Kediler, köpekler bu günlerde gündemde…
Herkesin olduğu gibi neredeyse birçok kamu görevlisinin de bir kedisi ve köpeği var… İnsanların randevu ile girdikleri makam ve mevkilere kediler elini kolunu sallayarak giriyor ve protokol kurallarına tabi olmadan istedikleri yere oturdukları gibi makamların gerçek sahibi gibi davranıyorlar.
Kedilerin, köpeklerin kallavi tasmaları, süsleri, çeşit çeşit mamaları, vitaminleri var… Onları sokakta gezdiren, bakımlarını yapan çalışanları var…

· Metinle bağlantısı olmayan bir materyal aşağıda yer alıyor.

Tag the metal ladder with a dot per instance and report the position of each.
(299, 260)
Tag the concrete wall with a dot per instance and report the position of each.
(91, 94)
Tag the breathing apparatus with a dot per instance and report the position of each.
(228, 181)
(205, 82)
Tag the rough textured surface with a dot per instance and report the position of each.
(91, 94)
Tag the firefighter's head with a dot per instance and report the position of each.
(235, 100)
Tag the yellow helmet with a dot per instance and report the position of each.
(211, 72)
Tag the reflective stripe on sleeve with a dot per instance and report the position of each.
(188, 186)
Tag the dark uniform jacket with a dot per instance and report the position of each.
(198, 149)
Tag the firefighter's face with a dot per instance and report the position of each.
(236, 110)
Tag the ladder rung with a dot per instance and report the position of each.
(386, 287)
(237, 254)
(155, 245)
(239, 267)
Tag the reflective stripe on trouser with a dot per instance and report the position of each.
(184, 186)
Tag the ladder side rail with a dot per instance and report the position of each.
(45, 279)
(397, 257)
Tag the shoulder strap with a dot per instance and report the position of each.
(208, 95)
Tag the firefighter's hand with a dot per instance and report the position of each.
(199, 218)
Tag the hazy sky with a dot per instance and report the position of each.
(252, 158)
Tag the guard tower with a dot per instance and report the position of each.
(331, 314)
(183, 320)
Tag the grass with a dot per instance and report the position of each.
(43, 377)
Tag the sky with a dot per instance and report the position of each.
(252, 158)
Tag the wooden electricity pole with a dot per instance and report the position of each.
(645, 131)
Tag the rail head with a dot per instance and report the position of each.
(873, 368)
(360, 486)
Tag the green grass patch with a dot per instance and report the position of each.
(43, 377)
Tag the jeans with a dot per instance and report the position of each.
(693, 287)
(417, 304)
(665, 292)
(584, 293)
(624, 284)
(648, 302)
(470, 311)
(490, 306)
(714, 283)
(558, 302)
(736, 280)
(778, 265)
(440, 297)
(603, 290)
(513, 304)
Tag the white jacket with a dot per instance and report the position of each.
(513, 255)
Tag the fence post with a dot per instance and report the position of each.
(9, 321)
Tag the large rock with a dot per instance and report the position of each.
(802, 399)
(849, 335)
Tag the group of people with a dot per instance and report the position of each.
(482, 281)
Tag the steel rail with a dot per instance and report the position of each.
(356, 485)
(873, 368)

Şimdi birde çipleri çıktı. İnsanlardan önce hayvanlara çip takılması uygulamasına geçildi. Geçildi geçilmesine ama işler biraz karıştı…Kedisini, köpeğini varisi kılacak kadar ileri derece hayvansever olanlardan birçoğu çip taktırmak zahmetine girmektense kedi ve köpeğini sokağa bırakmayı tercih etti.
İnsanoğlunun yaradılış özelliği, zoru gördüğü zaman aşk, sevgi gibi kavramları gözü görmüyor ve hemen kendisi için sıkıntılı olan veya olabilecek durumdan kurtulmak için tabana kuvvet vitesi ile eyleme geçiyor.
Her ne kadar yazımızın başlığı “Siyasetin kedisi ve maymunları” olsa da esas konumuz hayvanlar alemi olmadığı için iğnenin ucunu azda olsa törpüledikten sonra konumuza dönelim ve meseleyi anlaşılır kılmaya çalışalım.
Bu nedenle de hayvanlar aleminden keskin bir “U” dönüşü ile siyaset gündemine destursuz girmemek adına fabl türünde bir hikâye ile tatlı bir geçiş yapalım ki kimse kırılıp darılmasın veyahut da isteyen üstüne alınıp darılsın…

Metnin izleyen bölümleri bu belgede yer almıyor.